Using exactly the same method, we establish that there is a smallest among $c_p.$

Lemma 9. $F (n) = c\log n,$ where c is a constant.

Proof. It's enough to establish that all $c_p$ are equal.

Assume that such a prime number $p'$ is found, that $c_{p'}>c_2.$ We set a prime number $p,$ for which $c_p$ takes the greatest value. Then $c_p>c_2$ and $p>2.$

Let $m$ be a natural number and $q_1^{\alpha_1}...q_s^{\alpha_s}$ a canonical decomposition of $p^m-1$ . We consider $\begin{align*} \lambda_{p^m} &= F(p^m)-F(p^m-1) \\ &= F(p^m)-\frac{F(p^m)}{\log p^m} \log(p^m-1) + c_p\log(p^m-1)-F(p^m-1) \\ &= \frac{F(p^m)}{p^m}\cdot\frac{p^m}{\log p^m} \log \frac{p^m}{p^m-1} + \sum_{j=1}^s \alpha_j (c_p-c_{q_j})\log q_j \\ &\ge \frac{F(p^m)}{p^m}\cdot\frac{p^m}{\log p^m}\log\frac{p^m}{p^m-1} + (c_p-c_2)\log 2. \end{align*}$ Under the transition to the limit $m\to\infty$ we establish: $(c_p-c_2)\log 2\le 0,$ which is impossible. Therefore, $c_{p'}<c_2$ takes place for all $p'.$

Using exactly the same method, it's established that $c_{p'}\ge c_2$ for all $p'$ . The lemma is proven.

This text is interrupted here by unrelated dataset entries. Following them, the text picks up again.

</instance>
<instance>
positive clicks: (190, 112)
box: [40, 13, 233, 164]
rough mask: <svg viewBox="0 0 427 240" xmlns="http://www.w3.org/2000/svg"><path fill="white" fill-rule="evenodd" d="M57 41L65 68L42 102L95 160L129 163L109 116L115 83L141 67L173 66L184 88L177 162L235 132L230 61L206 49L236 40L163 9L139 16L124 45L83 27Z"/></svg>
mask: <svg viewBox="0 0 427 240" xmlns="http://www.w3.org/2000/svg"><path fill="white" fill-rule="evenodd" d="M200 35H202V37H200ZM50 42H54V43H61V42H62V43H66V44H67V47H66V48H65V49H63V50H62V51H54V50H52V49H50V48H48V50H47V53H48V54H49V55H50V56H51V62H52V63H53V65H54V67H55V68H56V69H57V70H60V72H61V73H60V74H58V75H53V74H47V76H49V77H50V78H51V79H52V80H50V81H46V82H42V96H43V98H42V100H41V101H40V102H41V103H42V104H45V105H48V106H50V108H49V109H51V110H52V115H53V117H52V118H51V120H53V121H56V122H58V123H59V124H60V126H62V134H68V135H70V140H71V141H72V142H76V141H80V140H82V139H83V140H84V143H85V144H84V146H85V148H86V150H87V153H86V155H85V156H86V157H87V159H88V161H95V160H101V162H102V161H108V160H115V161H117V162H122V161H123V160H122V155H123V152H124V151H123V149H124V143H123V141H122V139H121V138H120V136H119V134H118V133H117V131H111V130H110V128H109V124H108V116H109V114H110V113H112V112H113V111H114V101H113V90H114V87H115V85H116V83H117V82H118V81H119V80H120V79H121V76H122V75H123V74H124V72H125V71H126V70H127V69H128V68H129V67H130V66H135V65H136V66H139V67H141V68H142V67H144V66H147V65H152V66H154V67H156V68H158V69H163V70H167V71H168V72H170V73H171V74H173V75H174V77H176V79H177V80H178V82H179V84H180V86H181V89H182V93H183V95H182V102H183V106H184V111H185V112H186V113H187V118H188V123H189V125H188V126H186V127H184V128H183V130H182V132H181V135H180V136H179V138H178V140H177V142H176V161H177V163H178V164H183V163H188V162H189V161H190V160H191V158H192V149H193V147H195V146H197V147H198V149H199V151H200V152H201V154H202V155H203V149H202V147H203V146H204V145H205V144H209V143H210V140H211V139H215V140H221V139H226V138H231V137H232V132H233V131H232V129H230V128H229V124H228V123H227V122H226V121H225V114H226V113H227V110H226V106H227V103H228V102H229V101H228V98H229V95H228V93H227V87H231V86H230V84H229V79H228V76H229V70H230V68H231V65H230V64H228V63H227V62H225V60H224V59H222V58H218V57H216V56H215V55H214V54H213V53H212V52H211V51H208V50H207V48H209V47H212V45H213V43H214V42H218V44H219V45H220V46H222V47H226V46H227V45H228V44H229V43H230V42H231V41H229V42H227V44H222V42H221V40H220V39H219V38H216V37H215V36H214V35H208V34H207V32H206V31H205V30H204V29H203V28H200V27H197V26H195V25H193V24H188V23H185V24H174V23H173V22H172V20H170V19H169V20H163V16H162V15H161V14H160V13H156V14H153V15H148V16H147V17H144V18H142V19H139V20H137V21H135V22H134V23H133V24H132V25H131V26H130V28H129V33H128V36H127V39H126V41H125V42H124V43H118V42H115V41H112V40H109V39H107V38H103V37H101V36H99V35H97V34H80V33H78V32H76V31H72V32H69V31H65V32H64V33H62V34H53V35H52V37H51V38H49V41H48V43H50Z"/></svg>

Theorem. $H(p_1,p_2,...,p_n) = c\sum_{i=1}^n p_i \log \frac{1}{p_i}\ \ \ (c>0).$

Proof. We first consider the case $n=2.$ Let $p = {r\over s}$ with r and s whole. We apply lemma 6 to $H\bigl(\frac{1}{s},...,\frac{1}{s}\bigr),$ by combining arguments into two groups with $r$ and $s-r$ elements. We get: $H\biggl(\frac{1}{s},...,\frac{1}{s}\biggr) = H\biggl(\frac{r}{s}, 1-\frac{r}{s}\biggr) + \frac{r}{s} H\biggl(\frac{1}{r},...,\frac{1}{r}\biggr) + \frac{s-r}{s} H\biggl(\frac{1}{s-r},...,\frac{1}{s-r}\biggr),$ Where $\begin{align*} H(p, 1-p) &= F(s) - pF(r)-(1-p)F(s-r) \\ &= c\log s - pc\log r - (1-p)c\log(s-r) \\ &= c\Bigl( p\log\frac{s}{r} + (1-p)\log\frac{s}{s-r}\Bigr) \\ &= c\Bigl( p\log\frac{1}{p} + (1-p)\log\frac{1}{1-p}\Bigr). \end{align*}$

By the consequence of the continuity of $H(p, 1-p)$ , the formula that we get can be also applied for irrational values of $p.$ $c > 0$ by the consequence of positivity of $H(p, 1-p)$ at least at one point.

The transition to the general case is realised by induction, based on axiom 3'.

Citations:

[1] A. Ya. Khinchin, On the concept of entropy in the theory of probabilities, Uspekhi Mat. Nauk, VIII, issue 3 (55), (1953).